Muxter was a staff photographer at the museum in the late 1960s or early 1970s, and the museum owns about 80 of his images. Besides pictures of marginal characters, they include bulldogs, birds, a corpse, New York celebrities (including novelist William Burroughs, Mae West, Madonna), and Muxter's family and friends. In 1973, he published a book of his photos titled "Fun Friends and Relatives."When Ray talked about a whorehouse he meant it; he'd go there," said artist Jeff Petrich, a friend for more than 40 years. "Lots of men talk about it but won't go; he was the real thing. A lot of us just admired him for all the life threatening risks he took, and he'd just laugh his way through."
Born Sept. 1, 1945, in Minneapolis to a working class family of Norwegian heritage, Muxter was named Ramon, a version of his father's name, Raymond, but he was always called "Ray" or "Raymond." He attended the Minneapolis College of Art and Design from 1966 to 1967.

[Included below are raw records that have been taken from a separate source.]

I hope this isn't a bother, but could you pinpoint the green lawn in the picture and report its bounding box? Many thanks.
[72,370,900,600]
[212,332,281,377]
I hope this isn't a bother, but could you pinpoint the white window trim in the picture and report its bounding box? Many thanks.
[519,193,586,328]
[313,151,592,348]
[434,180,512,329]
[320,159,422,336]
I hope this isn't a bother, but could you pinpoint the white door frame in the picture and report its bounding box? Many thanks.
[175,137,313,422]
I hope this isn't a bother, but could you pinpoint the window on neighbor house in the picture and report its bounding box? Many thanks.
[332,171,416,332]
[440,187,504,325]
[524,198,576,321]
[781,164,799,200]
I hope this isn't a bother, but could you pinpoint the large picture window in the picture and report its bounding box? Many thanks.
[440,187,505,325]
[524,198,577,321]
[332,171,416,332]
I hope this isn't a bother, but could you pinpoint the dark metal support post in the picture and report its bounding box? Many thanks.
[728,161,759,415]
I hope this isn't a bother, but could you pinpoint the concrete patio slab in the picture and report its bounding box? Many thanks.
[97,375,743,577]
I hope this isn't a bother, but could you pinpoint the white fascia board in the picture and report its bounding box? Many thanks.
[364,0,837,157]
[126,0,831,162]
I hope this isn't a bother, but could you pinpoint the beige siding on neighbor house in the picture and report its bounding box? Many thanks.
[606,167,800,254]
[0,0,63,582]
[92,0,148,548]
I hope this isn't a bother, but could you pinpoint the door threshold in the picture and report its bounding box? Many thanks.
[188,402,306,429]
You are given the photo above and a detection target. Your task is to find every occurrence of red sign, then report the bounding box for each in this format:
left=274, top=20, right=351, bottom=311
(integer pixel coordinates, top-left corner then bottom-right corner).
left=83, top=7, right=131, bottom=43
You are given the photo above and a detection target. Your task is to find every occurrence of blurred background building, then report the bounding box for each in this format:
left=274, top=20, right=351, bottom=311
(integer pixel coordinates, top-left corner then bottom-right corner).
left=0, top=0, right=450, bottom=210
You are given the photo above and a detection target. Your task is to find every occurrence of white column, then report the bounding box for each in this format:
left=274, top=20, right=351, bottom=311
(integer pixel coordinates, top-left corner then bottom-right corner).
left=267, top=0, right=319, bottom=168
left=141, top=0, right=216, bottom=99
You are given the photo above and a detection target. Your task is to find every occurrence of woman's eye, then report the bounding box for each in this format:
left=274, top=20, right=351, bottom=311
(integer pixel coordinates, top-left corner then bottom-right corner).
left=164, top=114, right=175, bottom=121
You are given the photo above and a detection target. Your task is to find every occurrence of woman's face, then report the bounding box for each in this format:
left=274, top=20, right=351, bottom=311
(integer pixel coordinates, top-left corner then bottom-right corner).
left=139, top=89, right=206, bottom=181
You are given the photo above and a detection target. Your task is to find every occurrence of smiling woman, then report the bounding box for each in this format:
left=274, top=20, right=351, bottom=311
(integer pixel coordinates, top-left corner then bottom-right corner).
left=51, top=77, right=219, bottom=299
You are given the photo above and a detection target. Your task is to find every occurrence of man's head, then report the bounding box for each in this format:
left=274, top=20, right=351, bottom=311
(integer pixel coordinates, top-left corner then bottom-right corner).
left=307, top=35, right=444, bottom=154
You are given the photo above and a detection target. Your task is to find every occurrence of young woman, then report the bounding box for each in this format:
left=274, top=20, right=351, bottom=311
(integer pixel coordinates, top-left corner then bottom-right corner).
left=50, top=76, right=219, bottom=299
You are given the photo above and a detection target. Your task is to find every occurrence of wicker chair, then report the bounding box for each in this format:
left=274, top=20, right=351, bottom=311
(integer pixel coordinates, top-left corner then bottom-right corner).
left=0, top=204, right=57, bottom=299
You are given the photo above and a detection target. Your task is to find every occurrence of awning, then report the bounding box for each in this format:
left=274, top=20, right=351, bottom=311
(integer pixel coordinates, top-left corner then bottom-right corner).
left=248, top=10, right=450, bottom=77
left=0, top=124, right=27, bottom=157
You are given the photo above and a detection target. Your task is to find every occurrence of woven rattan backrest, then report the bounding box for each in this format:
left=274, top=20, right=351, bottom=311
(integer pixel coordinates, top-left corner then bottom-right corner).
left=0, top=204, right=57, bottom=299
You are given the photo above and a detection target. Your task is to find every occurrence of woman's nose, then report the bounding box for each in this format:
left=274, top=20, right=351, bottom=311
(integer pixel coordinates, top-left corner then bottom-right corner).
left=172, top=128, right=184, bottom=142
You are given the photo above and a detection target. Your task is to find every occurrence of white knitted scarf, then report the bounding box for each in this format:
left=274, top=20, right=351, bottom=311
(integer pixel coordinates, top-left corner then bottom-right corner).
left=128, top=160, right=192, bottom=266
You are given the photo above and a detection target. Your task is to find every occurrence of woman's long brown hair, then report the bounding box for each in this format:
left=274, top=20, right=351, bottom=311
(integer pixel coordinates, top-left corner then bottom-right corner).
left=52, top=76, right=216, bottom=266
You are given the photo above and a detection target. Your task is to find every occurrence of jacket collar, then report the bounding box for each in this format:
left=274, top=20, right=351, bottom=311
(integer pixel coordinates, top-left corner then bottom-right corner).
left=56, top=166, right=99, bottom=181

From about 1973 to 1983, he lived in New York City, supporting himself in part by building darkrooms for other photographers. He took most of his celebrity photos then, often taking advantage of chance encounters to insert himself into the picture, too.
Locally he had shows at the now defunct Barry Richard Gallery in the early 1980s, at Bockley Gallery in 1994 and at Weinstein Gallery in 1996. His work was also shown in the Netherlands, Toronto, Denver and at a college in Georgia.
In recent years, alcoholism affected his health, friends said, but it never curbed his raucous, sexually provocative humor. At his best, he was "fabulously entertaining," said Peterson. But he also came "real close to being a sexist," said Petrich.
"He had a roller-coaster life; he was as extreme as he was tender," said Richard Brewer, another longtime artist friend. "He was a little boy inside this maniac pool-hall brawler."
What would have been his final show was to have opened in New York on Sept. 13, 2001, but it was canceled after the events of 9/11, said Peterson. "Tragedy had a way of finding Mr. Muxter," he added.
Friends are planning a memorial service.